Like the previous three mornings, I started off pedaling since the wind was absent. I launched at 8, the current was against me but it was much more manageable than the previous morning and it turned in my favor at around 10. As I go north, I will have to take the tides into account since they will become more and more important. Until now, I could simply ignore them. The ocean passages will increase in appeal but the seas will be less and less likely to be calm or even safe. Already, the area in front of Ste-Augustine is called high energy, meaning the seas are often rough. I’m used to these sorts of conditions but up north I rarely try to navigate 30 miles in a day between two places I’ve never seen before.

Until now, the only time I could have done an ocean passage was between Smyrna and the inlet past Daytona. It would have been an excellent call since I had the current in my face all day.
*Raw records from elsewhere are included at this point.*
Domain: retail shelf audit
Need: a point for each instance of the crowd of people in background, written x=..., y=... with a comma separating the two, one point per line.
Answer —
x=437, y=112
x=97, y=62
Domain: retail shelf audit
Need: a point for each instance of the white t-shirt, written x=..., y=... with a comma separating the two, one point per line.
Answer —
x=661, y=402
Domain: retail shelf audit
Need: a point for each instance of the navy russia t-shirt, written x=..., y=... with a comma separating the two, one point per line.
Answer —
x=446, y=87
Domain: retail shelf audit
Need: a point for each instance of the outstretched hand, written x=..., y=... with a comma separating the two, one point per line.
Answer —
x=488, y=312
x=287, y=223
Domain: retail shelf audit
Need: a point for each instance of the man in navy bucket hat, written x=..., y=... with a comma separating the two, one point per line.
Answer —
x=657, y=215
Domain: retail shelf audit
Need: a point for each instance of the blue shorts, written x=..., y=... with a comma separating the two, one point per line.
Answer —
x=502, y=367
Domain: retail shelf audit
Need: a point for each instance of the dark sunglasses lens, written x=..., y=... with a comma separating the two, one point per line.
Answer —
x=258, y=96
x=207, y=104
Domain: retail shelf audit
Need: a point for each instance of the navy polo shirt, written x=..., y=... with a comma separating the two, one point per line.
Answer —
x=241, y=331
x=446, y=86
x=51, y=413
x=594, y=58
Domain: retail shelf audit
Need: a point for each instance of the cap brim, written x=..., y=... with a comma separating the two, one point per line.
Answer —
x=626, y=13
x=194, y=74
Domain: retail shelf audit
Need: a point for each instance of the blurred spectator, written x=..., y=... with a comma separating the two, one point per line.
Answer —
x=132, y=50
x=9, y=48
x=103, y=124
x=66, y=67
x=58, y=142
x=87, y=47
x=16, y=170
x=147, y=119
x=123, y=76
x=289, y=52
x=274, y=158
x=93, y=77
The conditions were favorable but I wanted to pass through the city. The great perk of the intracoastal is that you get to see more things. From the ocean I would have seen a few hotels and water towers. The advantage of the ocean passage is speed, less boats, not having the current in your face. The disadvantages include not seeing much, being more exposed, having to deal with waves, no stopping possibilities, having to calculate precise times of exits and entries according to the tides and some detours since the sleeping places are on the intracoastal and would often require some backtracking. Let’s face it, the intracoastal with all the sleeping options, the safety and the added scenery is quite often the better choice. I still have a long way to go and many ocean passages may make a lot of sense but it hasn’t been the case yet.

As I pedaled with the current, without wind, it became apparent that the campground was a lot further than estimated. I expected about 24 miles but it was more like 30, and I was not moving fast at all. The prospect of not making it was more than I could bare, so all day I worried about my speed. That is not the sort of thing you want to do on a trip like mine. Perhaps making distant reservations is not the best idea but how can I ever get a break if I don’t, especially during the spring break?

I finally got to Ste-Augustine inlet. The city and the marina are very pretty. It was quite a scene.  As I passed under the bridge leading to the inlet, I landed in the middle of a sailboat regatta. Sailboats were going in every directions waiting for the start signal. In a regatta, the boats have to pass the marker only after the signal. This sounds easy but they cannot stay still at the line. They have to sail in circles until the signal and somehow be first in line at the right time. It is very, very difficult to achieve and accidents often happen at the beginning of regattas. That’s because sailboats are not very manoeuvrable under full sails, even with a good crew. Now imagine for a minute, a stupid sailing kayak passing through the mayhem… I chose to go around them. It was quite a sight.

  1. WOW what an amazing journey! Its like I am there, wish I could be !!

  2. Ryan permalink

    Sounds like an awesome trip. Keep up the paddling and posting! Its very interesting to read ur posts and think of all the navigation u have to do.

    • The navigation challenges are coming. If I choose to go inland in Georgia it will be very challenging. On the other hand if I go ocean side, the timing of the tides will get interesting.